The struggling U.K. used car company on Thursday (March 30) announced full-year earnings that showed it took a 704 million pound loss ($872 million), a 30% increase from last year and the latest sign of the struggle facing the used car sector.
The loss was partly driven by “discontinued operations,” Cazoo said in a news release. Recent months have seen the company shift its focus to its home country, which meant selling its subscription business in Germany and abandoning plans to expand into Spain and Italy.
“During the year we made a number of important strategic decisions to change gear from fast-paced growth to focus on improving our unit economics in the near term,” founder and CEO Alex Chesterman said in the release.
He added that he was “very encouraged by the pace of the team’s delivery in rightsizing our headcount and operational footprint which we have now completed in order to drive higher margins going forward.”
Cazoo reported revenue of 1.25 billion pounds ($1.5 billion), a 91% increase from last year, with the number of vehicles sold in the U.K. increasing by 88%. The company said it is on track to reach profitability without needing outside funding until the second half of next year.
Last month, Cazoo sold its German subscription business Cluno, a move that came after the company closed down operations in the rest of Europe.
“Given our target of reaching profitability by the end of next year, we have taken the tough decision to focus solely on the huge UK used car market, worth over £100bn+ annually,” Chesterman said last year.
Chesterman is due to step down as chief executive next month, with Paul Whitehead, Cazoo’s chief operating officer, taking his place.
The company’s stock is down 96% over the past year, with a market cap of $223 million, a sharp decline from the $7 billion the company enjoyed when it went public.
Cazoo is far from the only used car company struggling these days, as inflation forces consumers to rethink major purchases such as cars.

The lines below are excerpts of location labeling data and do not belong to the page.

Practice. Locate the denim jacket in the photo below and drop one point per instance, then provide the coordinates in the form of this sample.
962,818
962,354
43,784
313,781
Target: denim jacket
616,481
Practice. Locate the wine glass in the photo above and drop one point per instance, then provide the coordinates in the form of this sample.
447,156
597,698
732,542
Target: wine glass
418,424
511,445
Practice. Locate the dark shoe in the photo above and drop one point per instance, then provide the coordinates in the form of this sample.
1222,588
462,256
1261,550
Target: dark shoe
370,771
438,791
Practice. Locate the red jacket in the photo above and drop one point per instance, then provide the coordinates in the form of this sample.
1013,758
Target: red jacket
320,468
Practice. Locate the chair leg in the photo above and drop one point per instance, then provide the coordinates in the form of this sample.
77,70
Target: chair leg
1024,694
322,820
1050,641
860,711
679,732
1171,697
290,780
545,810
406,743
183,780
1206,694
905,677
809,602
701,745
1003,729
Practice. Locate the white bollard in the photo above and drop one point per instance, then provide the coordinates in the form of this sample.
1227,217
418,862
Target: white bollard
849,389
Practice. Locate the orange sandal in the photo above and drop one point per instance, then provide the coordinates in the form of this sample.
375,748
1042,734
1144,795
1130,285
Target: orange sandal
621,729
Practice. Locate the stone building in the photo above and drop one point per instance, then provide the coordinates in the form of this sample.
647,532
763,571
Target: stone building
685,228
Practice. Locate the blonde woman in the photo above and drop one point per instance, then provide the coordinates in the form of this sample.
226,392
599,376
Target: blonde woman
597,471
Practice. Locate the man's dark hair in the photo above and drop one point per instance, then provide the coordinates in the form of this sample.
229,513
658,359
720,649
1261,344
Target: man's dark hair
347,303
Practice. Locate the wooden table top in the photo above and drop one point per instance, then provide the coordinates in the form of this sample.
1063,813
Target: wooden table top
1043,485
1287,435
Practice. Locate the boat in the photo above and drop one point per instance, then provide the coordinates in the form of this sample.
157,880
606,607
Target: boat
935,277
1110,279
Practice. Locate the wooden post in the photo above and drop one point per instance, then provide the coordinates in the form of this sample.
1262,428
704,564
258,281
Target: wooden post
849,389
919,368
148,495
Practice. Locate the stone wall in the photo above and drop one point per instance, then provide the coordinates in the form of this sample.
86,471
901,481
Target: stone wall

Carvana — which saw its unit sales and revenue fall more than 20% in the last quarter of 2022 — announced last month it expects declines to continue in its first quarter, if not beyond then.
“We expect our weekly retail unit sales volume to stabilize relative to the declines we saw in the second half of 2022 as the seasonal headwinds we faced at that time transition to seasonal tailwinds,” founder and CEO Ernie Garcia told analysts in February.
He said Carvana plans to cut another $100 million of expenses over the next two quarters, bringing the total reductions to upwards of $1 billion since the beginning of last year.